Department of Neurology, Tongji Hospital, Tongji Medical College, Huazhong University of Science and Technology, 1095 Jiefang Avenue, Wuhan, Hubei 430030, China.
College of Mathematics and Statistics, Huazhong University of Science and Technology, 1037 Luoyu Road, Wuhan, Hubei 430074, China.
EBioMedicine. 2019 Sep;47:309-318. doi: 10.1016/j.ebiom.2019.08.028. Epub 2019 Aug 23.
To date, no risk prediction tools have been developed to identify high mortality risk of patients with advanced schistosomiasis within 2 years after discharge. We aim to derive and validate a risk prediction model to be applied in clinical practice. The risk prediction model was derived from 1487 patients from Jingzhou and externally validated by 723 patients of Huangshi, two prefecture-level cities in Hubei province, China (from September 2014 to January 2015, with follow-up to January 2017). The baseline variables were collected. The mean age [SD] was 62.89 [10.38] years for the derivation cohort and 62.95 [12.22] years for the external validation cohort. The females accounted for 36.3% and 43.7% of the derivation and validation cohorts, respectively. 8.27% patients (123/1487) in the derivation cohort and 7.75% patients (56/723) in the external validation cohort died within 2 years after discharge. We constructed 4 models based on the 7 selected variables: age, clinical classification, serum direct bilirubin (DBil), aspartate aminotransferase (AST), alkaline phosphatase (ALP), hepatitis B surface antigen (HBsAg), alpha fetoprotein (AFP) at admission. In the external validation cohort, the multivariate model including 7 variables had a C statistic of 0.717 (95% CI, 0.646-0.788) and improved integrated discrimination improvement (IDI) value and net reclassification improvement (NRI) value compared to the other reduced models. Therefore, a multivariate model was developed to predict the 2-year mortality risk for patients with advanced schistosomiasis after discharge. It could also help guide follow-up, aid prognostic assessment and inform resource allocation.

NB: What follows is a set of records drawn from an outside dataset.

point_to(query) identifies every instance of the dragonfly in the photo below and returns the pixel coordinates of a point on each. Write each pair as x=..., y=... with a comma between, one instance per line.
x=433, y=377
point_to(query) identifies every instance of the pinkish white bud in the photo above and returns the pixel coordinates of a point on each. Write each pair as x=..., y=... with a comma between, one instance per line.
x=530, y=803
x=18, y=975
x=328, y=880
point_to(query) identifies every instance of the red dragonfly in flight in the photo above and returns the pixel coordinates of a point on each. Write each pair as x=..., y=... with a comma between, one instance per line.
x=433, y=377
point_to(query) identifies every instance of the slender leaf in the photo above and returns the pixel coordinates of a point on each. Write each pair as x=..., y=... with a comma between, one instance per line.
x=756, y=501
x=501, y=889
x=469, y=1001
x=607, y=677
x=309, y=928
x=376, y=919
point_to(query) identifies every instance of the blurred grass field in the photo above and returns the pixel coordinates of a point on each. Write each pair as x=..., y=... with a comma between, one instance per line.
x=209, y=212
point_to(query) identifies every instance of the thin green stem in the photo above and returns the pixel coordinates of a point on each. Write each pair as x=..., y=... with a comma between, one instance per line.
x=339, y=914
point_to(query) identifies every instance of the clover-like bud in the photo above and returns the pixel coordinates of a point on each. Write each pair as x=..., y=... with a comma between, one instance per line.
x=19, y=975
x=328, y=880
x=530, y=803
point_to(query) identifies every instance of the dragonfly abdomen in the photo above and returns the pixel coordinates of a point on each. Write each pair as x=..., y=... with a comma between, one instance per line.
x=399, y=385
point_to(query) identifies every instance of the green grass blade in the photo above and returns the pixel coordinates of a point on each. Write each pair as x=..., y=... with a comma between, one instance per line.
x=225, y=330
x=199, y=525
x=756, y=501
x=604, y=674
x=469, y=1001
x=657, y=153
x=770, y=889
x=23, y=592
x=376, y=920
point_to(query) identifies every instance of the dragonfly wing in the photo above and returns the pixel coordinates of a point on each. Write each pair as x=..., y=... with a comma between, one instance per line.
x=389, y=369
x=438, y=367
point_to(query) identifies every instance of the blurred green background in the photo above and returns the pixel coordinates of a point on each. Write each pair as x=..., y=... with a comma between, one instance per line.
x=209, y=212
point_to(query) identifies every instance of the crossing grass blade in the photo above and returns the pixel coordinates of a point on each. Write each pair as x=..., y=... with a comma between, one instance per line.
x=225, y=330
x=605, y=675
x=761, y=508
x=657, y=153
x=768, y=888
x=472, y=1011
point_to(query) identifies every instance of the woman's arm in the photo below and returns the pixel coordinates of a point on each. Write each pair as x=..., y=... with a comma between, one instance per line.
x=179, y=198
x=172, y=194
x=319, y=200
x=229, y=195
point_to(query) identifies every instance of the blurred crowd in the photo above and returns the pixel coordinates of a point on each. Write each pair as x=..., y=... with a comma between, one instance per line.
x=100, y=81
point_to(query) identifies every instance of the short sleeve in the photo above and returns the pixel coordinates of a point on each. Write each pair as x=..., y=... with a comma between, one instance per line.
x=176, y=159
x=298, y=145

迄今为止,尚无风险预测工具可用于识别晚期血吸虫病患者出院后 2 年内的高死亡率风险。我们旨在开发并验证一种可应用于临床实践的风险预测模型。该风险预测模型源自中国湖北省两个地级市荆州和黄石的 1487 名患者(2014 年 9 月至 2015 年 1 月,随访至 2017 年 1 月),并通过另外 723 名患者进行了外部验证。收集了基线变量。推导队列的平均年龄[SD]为 62.89 [10.38]岁,验证队列的平均年龄[SD]为 62.95 [12.22]岁。推导队列中女性占 36.3%,验证队列中女性占 43.7%。推导队列中有 8.27%的患者(123/1487)和验证队列中有 7.75%的患者(56/723)在出院后 2 年内死亡。我们根据 7 个选定变量构建了 4 个模型:年龄、临床分类、血清直接胆红素(DBil)、天门冬氨酸氨基转移酶(AST)、碱性磷酸酶(ALP)、乙型肝炎表面抗原(HBsAg)、甲胎蛋白(AFP)入院时。在外部验证队列中,与其他简化模型相比,包含 7 个变量的多变量模型的 C 统计量为 0.717(95%CI,0.646-0.788),并提高了综合判别改善(IDI)值和净重新分类改善(NRI)值。因此,建立了一个多变量模型来预测晚期血吸虫病患者出院后 2 年内的死亡风险。它还可以帮助指导随访、辅助预后评估和资源分配。